Saturday, January 12, 2013

Full or Frantic?


 Like many Americans and Brits, last Sunday I tuned in to “Downton Abbey” with anticipatory pleasure. And don’t get me wrong, I enjoyed it. But I also sensed two issues I’d never noticed before, both relevant to the craft of the novel.

The first is self-consciousness. Who knows what the writers or cast actually think, but it almost seems as if concern about rivaling past performance swallowed the freshness and vitality of past seasons. This kind of pressure often surfaces when you let yourself worry if you’ll ever outdo the success of the last great season, scene, or sentence.

Once you enter “worry” mode, you might just decide that the solution is to add more. More of what? Why not everything? This can generate a deluge of detail, sub-plots, minor characters, imagery—everything but the kitchen sink, and if you’re desperate enough, maybe that, too. Here’s the danger:

Tip: Blurred focus makes for perilous pace.

That’s true not only for scenes but also individual sentences. The too-much-of-everything
syndrome can generate a painful irony: Clutter feels simultaneously frantic and tedious, hectic and monotonous. How do you solve this?

·         Remind yourself that for most writers, early drafts don’t start out great. But if they’ve been great before, they will be again. Then you’ll have the confidence to streamline.

·         Streamline not by offering tons of everything, but one or two or maybe three additions that really work, whether it’s a detail, sub-plot, image, or clause.

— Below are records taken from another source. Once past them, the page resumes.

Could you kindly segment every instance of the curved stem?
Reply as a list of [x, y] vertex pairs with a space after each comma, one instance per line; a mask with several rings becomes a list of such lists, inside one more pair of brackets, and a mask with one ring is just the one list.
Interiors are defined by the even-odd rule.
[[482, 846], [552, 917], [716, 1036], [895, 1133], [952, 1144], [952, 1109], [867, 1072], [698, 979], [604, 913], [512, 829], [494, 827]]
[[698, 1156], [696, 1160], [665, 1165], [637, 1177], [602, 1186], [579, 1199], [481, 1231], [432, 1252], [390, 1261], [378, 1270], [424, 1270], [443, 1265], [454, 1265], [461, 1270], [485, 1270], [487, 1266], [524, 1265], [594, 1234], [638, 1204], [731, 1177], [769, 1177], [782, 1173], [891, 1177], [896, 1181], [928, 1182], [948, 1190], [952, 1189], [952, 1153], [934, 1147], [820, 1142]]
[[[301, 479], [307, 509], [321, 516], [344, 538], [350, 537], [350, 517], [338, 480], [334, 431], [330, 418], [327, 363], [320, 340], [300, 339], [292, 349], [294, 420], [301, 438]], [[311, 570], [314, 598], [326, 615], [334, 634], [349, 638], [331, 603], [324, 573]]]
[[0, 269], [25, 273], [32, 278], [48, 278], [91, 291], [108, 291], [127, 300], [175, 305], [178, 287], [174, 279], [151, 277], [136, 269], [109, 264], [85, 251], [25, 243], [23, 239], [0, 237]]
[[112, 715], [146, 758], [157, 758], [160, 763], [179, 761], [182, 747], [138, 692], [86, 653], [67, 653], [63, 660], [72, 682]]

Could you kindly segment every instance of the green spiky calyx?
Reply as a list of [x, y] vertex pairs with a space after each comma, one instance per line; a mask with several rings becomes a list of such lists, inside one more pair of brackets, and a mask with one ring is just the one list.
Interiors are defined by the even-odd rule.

·         Emphasize what matters. That sounds easy, but if you want readers to grasp significance, you must first identify it yourself. That can be less obvious than you imagine.

·         Finally, offer an uncluttered view of what you want readers to see. That means you’ll have to cut. And that’s okay. Because “Downton Abbey” acquired the fame it enjoys by doing lots of things right. That means it’s highly likely that it will do most things right again. Guess what? So will you.